2024: クラウドセキュリティ・ティーンエイジャーにとって重要な年(2024: A Critical Year for the Cloud Security Teenager)

本ブログは、2024年のスタートに当たって、CSA本部のCEO Jim Reavis のメッセージとして以下のブログに掲載された内容の日本語訳になります。本ブログは、Jim Reavis の許可のもとに公開していますが、本ブログの内容とCSA本部のブログとに相違があった場合には、CSA本部のブログの内容が優先されます。

https://cloudsecurityalliance.org/blog/2023/12/29/2024-a-critical-year-for-the-cloud-security-teenager/

Blog Article Published: 12/29/2023
Written by Jim Reavis, Co-founder and Chief Executive Officer, CSA.

2024年、クラウドセキュリティアライアンスは15周年を迎えます。この間、私たちは世の中の様々な変化、技術シーンの移り変わり、そしていくつかのクラウドセキュリティベンチャーの誕生と消滅を見てきました。これほどダイナミックな世界では、企業もかつてのような長寿ではありません。テクノロジーの移り変わりを通してベストプラクティスのリーダーシップに焦点を当てた非営利組織として、私たちはまさに10代の若者のように感じています。私は、「次はどうなるのですか」と尋ねるスタッフやその他の人々に、CSAは100年間ミッションを継続する構造になっていると話すのが好きです。

クラウドの歴史(A Quick History of the Cloud)

2024年は非常に興味深い年になるでしょう。私はこのブログを使って、今年私たちが取り組んでいくこと、私たちが対応し対処しようとしている主なトレンドを書いていきたいと思います。私にとって、これを説明する良い方法は、クラウドの歴史を世代別に簡単に説明することです。

クラウド0、あるいはプリクラウドとは、コンピューティングの歴史の中で、クラウドにつながるいくつかの発展を意識したものです。メインフレームコンピュータとその仮想マシンおよびタイムシェア機能が良い例です。1980年代のIntel 80836プロセッサは、PCに仮想マシン機能をもたらしました。より最近の歴史では、アプリケーションサービスプロバイダ(ASP)が、他人のコンピューターで仕事ができる素晴らしい例であり、SaaSの先駆けでした。

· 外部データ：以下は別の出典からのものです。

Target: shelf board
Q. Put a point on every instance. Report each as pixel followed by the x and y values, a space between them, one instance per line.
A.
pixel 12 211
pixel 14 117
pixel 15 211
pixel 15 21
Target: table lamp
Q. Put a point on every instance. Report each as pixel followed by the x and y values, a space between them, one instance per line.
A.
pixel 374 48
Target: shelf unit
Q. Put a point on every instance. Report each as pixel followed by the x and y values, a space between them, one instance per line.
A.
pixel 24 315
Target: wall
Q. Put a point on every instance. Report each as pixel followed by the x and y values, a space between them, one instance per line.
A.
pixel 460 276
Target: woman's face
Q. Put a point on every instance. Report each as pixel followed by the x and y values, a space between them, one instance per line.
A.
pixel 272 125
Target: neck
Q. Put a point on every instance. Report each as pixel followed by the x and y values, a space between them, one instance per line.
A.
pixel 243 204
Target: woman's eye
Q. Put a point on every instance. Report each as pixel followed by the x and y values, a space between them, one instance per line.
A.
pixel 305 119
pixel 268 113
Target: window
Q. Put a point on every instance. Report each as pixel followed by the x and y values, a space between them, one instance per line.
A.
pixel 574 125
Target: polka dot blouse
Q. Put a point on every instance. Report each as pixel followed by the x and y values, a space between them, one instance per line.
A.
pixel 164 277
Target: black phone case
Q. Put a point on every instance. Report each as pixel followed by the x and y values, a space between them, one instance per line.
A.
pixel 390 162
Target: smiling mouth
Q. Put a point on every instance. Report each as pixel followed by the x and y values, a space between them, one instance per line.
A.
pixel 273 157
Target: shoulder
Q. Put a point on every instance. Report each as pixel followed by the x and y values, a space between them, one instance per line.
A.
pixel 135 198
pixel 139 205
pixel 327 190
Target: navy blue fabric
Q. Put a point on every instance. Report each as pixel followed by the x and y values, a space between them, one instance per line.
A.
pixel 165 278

クラウド1.0は、私たちが今日使っているクラウドコンピューティングの最初のバージョンと認識しているもので、本質的には、前述の仮想マシンやストレージといった従来のITサービスを、革新的な新しいビジネスモデルで提供するものでした。私たちは、この初期にCSAに着手し、2007年に計画を立て、最終的に2009年のRSAで発表しました。

クラウド2.0は、クラウドネイティブと呼ばれる、クラウド特有の技術やフレームワークの出現を表しています。コンテナ、サーバーレス機能、DevOpsなどのほか、Cloud Security Posture Management(CSPM)などのクラウドネイティブセキュリティソリューションが挙げられます。

クラウド2.0の始まりの時期についてはいろいろな意見があります。長い間開発が進められていたクラウドネイティブが主流になったのは2016年頃で、これが始まりと私は考えています。2020年には、パンデミックによって在宅勤務が急増し、バーチャルで仕事をし、バーチャルで考えるということに対して、従来のセキュリティアーキテクチャや戦略がいかに破綻しているかが露呈しました。クラウドへの移行が加速し、cloud sprawl(クラウドの無秩序)を保護する戦略としてゼロトラストが再発見され台頭してきました。

クラウド3.0は2022年に始まりました。サイバーセキュリティの景気後退がこの歳の中頃に見られ、IPOが中止され、資金が枯渇し始めました。生成AIと大規模言語モデル(LLM)は、2022年後半にLLMプロンプトをクラウドサービスとしてリリースし注目を集め始めました。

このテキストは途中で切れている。